“From now on I will live in a state of joyous expectation.”
“At least I was capable of knowing there was some other kind of life possible, even if I was having trouble achieving it. They believed that the way they were living was the only kind of life that existed. They had no imagination to envision anything else, and no desire to reach it. I felt sorry for them. I still do sometimes, although that doesn't mean their constant idiocy isn't capable of driving me to the brink of madness. They never have learned from their mistakes. It would probably be easier on everyone if I stopped expecting them to.”
“Now I hoard knowledge out of fear. I figure the more I know, the more I'll be able to control a situation and keep from getting hurt again.”
“I knew I was in love with Lorri when I started to wake up in the middle of the night furious and cursing her for making me feel the way she did. It was pain beyond belief. Nothing has ever hurt me that way. I tried to sleep as much as possible just to escape. I was grinding my teeth down to nubs. Now, years later, it's exactly the opposite. Now there is no pain, yet she still makes my heart explode. Now there is only fun and love and silliness. She drives me to frenzy, because I can never get enough.”

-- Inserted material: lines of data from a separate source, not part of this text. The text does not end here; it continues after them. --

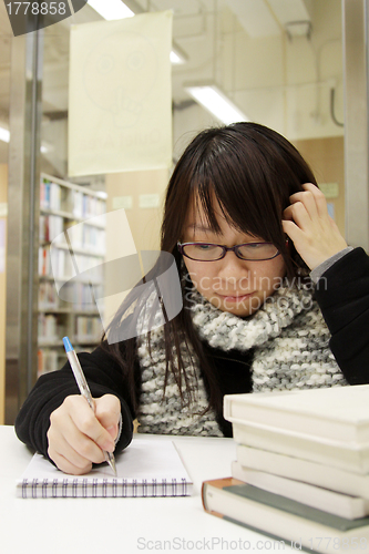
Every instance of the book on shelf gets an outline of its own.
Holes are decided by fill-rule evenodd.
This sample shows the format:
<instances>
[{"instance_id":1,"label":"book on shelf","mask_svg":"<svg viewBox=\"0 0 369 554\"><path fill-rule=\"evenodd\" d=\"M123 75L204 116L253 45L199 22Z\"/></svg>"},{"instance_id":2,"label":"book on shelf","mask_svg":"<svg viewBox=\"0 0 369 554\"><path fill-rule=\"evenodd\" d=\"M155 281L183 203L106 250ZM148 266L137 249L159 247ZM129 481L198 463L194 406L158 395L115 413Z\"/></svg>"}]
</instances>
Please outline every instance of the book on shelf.
<instances>
[{"instance_id":1,"label":"book on shelf","mask_svg":"<svg viewBox=\"0 0 369 554\"><path fill-rule=\"evenodd\" d=\"M205 481L205 511L280 541L293 550L337 554L367 550L369 517L348 520L234 478Z\"/></svg>"},{"instance_id":2,"label":"book on shelf","mask_svg":"<svg viewBox=\"0 0 369 554\"><path fill-rule=\"evenodd\" d=\"M353 473L369 472L369 443L358 445L353 442L315 439L298 432L249 422L233 422L233 437L238 444L270 450Z\"/></svg>"},{"instance_id":3,"label":"book on shelf","mask_svg":"<svg viewBox=\"0 0 369 554\"><path fill-rule=\"evenodd\" d=\"M107 464L85 475L68 475L34 454L17 483L22 499L187 496L193 482L172 441L134 438L115 456L117 476Z\"/></svg>"},{"instance_id":4,"label":"book on shelf","mask_svg":"<svg viewBox=\"0 0 369 554\"><path fill-rule=\"evenodd\" d=\"M324 512L340 515L348 520L369 515L368 499L306 483L304 482L303 473L299 480L294 480L246 468L238 461L234 461L232 464L232 476L265 491L280 494L287 499L296 500L308 506L317 507Z\"/></svg>"},{"instance_id":5,"label":"book on shelf","mask_svg":"<svg viewBox=\"0 0 369 554\"><path fill-rule=\"evenodd\" d=\"M331 491L369 500L369 474L359 474L332 465L279 454L246 444L237 444L237 461L247 468L301 480Z\"/></svg>"},{"instance_id":6,"label":"book on shelf","mask_svg":"<svg viewBox=\"0 0 369 554\"><path fill-rule=\"evenodd\" d=\"M368 398L369 384L227 394L224 417L307 437L369 444Z\"/></svg>"}]
</instances>

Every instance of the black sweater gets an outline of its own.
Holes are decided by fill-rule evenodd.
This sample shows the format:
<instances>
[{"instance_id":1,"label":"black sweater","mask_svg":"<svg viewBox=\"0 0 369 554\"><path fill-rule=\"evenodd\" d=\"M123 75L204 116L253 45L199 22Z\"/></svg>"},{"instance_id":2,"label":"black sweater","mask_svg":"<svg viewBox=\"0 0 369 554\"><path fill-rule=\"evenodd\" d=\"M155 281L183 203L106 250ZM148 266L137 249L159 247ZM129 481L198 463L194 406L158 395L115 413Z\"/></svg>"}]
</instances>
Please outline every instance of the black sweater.
<instances>
[{"instance_id":1,"label":"black sweater","mask_svg":"<svg viewBox=\"0 0 369 554\"><path fill-rule=\"evenodd\" d=\"M316 299L331 334L331 351L345 378L350 384L369 383L369 257L362 248L348 253L321 276ZM120 347L124 351L124 343ZM253 350L225 352L205 343L204 348L213 360L223 394L250 392ZM92 396L111 393L121 401L123 430L116 444L117 453L132 440L135 417L121 368L101 347L79 358ZM139 366L136 371L140 375ZM68 396L78 393L69 362L60 371L40 377L17 417L19 439L48 455L50 414ZM225 437L232 437L230 423L222 413L217 413L217 421Z\"/></svg>"}]
</instances>

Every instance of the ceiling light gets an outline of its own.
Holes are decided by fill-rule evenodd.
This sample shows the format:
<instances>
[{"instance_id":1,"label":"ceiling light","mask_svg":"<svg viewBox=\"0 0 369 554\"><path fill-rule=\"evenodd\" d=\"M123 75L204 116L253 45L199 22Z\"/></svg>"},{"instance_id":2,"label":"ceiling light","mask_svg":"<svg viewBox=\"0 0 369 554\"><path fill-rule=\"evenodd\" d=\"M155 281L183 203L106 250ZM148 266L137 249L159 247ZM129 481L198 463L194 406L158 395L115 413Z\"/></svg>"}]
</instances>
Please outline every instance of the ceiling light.
<instances>
[{"instance_id":1,"label":"ceiling light","mask_svg":"<svg viewBox=\"0 0 369 554\"><path fill-rule=\"evenodd\" d=\"M122 0L89 0L89 6L93 8L102 18L107 21L113 19L125 19L135 16ZM140 7L137 7L139 9ZM177 45L173 47L171 52L171 62L175 65L185 63L187 61L186 54Z\"/></svg>"},{"instance_id":2,"label":"ceiling light","mask_svg":"<svg viewBox=\"0 0 369 554\"><path fill-rule=\"evenodd\" d=\"M171 62L178 65L180 63L185 63L188 60L184 51L177 45L173 44L171 52Z\"/></svg>"},{"instance_id":3,"label":"ceiling light","mask_svg":"<svg viewBox=\"0 0 369 554\"><path fill-rule=\"evenodd\" d=\"M132 18L134 12L121 0L89 0L89 6L109 21L113 19Z\"/></svg>"},{"instance_id":4,"label":"ceiling light","mask_svg":"<svg viewBox=\"0 0 369 554\"><path fill-rule=\"evenodd\" d=\"M213 83L187 84L184 89L205 110L226 125L237 121L249 121L244 112Z\"/></svg>"},{"instance_id":5,"label":"ceiling light","mask_svg":"<svg viewBox=\"0 0 369 554\"><path fill-rule=\"evenodd\" d=\"M0 127L0 141L9 142L10 141L10 132L8 129Z\"/></svg>"}]
</instances>

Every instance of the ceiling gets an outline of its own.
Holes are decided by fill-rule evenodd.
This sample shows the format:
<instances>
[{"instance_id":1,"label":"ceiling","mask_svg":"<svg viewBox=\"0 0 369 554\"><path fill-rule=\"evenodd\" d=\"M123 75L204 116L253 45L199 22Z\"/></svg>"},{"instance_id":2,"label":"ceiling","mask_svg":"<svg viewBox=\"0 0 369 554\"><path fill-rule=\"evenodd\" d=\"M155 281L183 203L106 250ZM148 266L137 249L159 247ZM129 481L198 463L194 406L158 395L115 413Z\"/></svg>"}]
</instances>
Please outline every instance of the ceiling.
<instances>
[{"instance_id":1,"label":"ceiling","mask_svg":"<svg viewBox=\"0 0 369 554\"><path fill-rule=\"evenodd\" d=\"M315 30L321 2L329 4L330 10L340 4L338 0L125 0L135 13L173 10L173 44L186 57L186 63L172 65L173 103L178 110L193 102L184 83L229 74L229 65L236 65L236 44L249 40L252 49L254 43L259 48L259 39L298 33L298 25L294 24L301 21ZM44 123L68 115L71 25L101 20L86 4L73 17L43 30ZM9 122L12 40L22 38L13 38L4 2L0 1L0 126L8 126ZM244 60L238 60L238 68L243 64ZM230 88L232 84L227 92L232 95ZM0 141L0 163L7 161L7 144Z\"/></svg>"},{"instance_id":2,"label":"ceiling","mask_svg":"<svg viewBox=\"0 0 369 554\"><path fill-rule=\"evenodd\" d=\"M212 78L221 58L225 34L246 33L252 38L278 34L288 21L310 19L312 0L126 0L140 11L174 12L173 40L187 58L173 66L173 100L188 100L184 81ZM69 32L72 23L102 18L85 6L73 18L44 30L44 112L68 110ZM10 100L10 54L12 32L4 3L0 2L0 122L8 119ZM55 115L57 116L57 115Z\"/></svg>"}]
</instances>

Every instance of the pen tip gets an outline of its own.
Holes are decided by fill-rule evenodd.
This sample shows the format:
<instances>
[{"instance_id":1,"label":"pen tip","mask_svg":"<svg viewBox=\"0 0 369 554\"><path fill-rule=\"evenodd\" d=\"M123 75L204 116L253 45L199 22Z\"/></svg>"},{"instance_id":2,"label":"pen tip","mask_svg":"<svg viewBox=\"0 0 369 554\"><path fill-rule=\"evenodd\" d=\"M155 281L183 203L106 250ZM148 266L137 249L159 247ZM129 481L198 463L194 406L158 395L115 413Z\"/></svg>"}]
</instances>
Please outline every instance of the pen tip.
<instances>
[{"instance_id":1,"label":"pen tip","mask_svg":"<svg viewBox=\"0 0 369 554\"><path fill-rule=\"evenodd\" d=\"M63 343L64 343L65 352L70 352L71 350L73 350L71 341L69 340L68 337L63 337Z\"/></svg>"}]
</instances>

“The older I grow, the more I understand what the burned woman meant. Things I was able to walk through unscathed in my youth would mark me for life or damage me beyond repair now. Things I once shrugged off without thought would now bring about my collapse. I was much more flexible in both mind and body as a youth. I could absorb the impact and roll with the punches.”
“I began doing my own research into Wicca, reading about it and even meeting a group of local teens who were followers of the religion. They were a good source of information, but I couldn't stand being around them. They were all extremely flaky and melodramatic. I felt embarrassed for them, as they didn't have the sense to realize how socially inept they were. Wicca is a beautiful religion in theory, but I distanced myself from anything to do with it because I couldn't take the people. Many of them are people in their thirties who still try to live and behave like teenagers. Wicca seems to draw a great many people who cannot or will not grow up.”
“As I grew older I learned to be ashamed of being poor, too. It became humiliating, something I'd do everything I could to hide from the rest of the world. I developed an overwhelming sense of being excluded from everything. Everywhere you look you see people with things that you do not have, and it has a profound mental effect. That's mostly during the teenage years.”